SkillNet: New Infrastructure for Lifelong Learning AI Agents
- •SkillNet framework introduces a unified ontology to store and transfer over 200,000 distinct skills.
- •New infrastructure boosts performance by 40% while reducing execution steps by 30% across major benchmarks.
- •Python toolkit and interactive platform allow developers to evaluate skills based on safety and executability.
Current AI agents are remarkably capable at solving individual tasks, yet they often suffer from a memory problem where they fail to retain long-term expertise. Every time an agent encounters a new scenario, it essentially starts from scratch, frequently rediscovering solutions it has already mastered in different contexts. To solve this, researchers from Zhejiang University have unveiled SkillNet, an open-source infrastructure designed to serve as a permanent library for capabilities. By formalizing these skills as durable, reusable assets, the platform prevents systems from starting over and enables them to build upon past successes.
The core of SkillNet is a massive repository containing over 200,000 skills organized through a structured system of categories and relationships (a unified ontology). This setup allows systems to fetch specific strategies for tasks ranging from scientific problem-solving to digital shopping. Unlike traditional methods that treat every interaction as a one-off event, SkillNet allows models to connect disparate pieces of knowledge.
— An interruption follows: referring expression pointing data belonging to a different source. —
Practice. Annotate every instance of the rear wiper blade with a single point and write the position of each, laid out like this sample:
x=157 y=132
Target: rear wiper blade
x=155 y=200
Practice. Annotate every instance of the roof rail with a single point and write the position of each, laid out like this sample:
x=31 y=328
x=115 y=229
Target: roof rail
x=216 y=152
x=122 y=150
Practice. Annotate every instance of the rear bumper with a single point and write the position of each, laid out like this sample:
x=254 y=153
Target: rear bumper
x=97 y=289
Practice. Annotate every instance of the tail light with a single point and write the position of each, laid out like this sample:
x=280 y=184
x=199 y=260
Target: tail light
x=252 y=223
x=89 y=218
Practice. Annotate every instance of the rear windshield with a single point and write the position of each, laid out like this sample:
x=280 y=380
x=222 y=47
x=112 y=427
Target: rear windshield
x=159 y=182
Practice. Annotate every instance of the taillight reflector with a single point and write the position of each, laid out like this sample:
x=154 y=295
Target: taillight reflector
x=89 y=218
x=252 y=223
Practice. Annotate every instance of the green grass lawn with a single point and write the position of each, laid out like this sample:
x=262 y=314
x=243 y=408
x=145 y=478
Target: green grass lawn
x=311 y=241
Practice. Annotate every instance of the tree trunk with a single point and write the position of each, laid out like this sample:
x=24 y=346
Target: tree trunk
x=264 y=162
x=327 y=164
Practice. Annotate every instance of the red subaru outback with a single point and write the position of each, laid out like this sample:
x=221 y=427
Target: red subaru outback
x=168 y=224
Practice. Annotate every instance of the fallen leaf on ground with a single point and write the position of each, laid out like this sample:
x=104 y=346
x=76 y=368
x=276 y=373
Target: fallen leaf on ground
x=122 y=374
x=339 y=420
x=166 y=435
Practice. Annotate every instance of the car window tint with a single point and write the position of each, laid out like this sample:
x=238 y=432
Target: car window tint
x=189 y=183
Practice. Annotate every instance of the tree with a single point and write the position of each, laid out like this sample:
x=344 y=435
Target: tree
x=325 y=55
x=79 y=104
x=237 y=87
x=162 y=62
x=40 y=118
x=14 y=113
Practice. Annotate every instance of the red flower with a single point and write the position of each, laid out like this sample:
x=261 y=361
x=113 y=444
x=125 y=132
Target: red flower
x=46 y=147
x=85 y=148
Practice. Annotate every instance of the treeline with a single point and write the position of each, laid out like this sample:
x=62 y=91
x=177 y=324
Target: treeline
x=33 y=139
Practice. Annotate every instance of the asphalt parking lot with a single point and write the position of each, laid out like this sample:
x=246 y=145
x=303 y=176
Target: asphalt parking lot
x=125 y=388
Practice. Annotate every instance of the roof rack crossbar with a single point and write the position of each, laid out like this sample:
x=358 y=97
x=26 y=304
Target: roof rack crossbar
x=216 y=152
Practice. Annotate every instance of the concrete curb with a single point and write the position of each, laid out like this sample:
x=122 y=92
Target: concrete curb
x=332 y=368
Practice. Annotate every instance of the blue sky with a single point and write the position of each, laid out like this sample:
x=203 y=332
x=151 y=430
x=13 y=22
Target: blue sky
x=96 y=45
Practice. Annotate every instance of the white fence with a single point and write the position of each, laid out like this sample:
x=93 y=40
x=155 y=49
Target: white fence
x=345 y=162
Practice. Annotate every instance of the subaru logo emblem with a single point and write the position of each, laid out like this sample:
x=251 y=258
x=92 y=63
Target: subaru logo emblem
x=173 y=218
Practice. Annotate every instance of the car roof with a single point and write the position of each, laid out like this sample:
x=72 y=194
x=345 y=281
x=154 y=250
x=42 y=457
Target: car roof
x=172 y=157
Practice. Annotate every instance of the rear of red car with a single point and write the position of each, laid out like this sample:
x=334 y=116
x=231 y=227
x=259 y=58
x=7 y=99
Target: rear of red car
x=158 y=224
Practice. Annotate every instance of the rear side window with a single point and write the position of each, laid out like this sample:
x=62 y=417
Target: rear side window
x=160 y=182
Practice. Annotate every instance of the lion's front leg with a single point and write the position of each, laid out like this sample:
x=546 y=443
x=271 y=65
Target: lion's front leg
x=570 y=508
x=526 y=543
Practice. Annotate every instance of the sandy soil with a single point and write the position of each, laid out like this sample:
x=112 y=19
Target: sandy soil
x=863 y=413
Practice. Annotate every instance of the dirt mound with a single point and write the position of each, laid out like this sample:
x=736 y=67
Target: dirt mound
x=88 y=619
This connectivity ensures that a strategy learned in one environment can be efficiently adapted to another, mirroring how humans accumulate expertise over a lifetime.
The technical impact is significant, with testing on benchmarks like ALFWorld and WebShop showing a 40% increase in success rates. Beyond pure performance, SkillNet emphasizes responsible deployment by evaluating skills across five dimensions, including safety, cost-awareness, and maintainability. By providing a Python toolkit and an interactive platform, the team aims to transform development from training isolated models into cultivating an ecosystem of evolving, modular intelligence.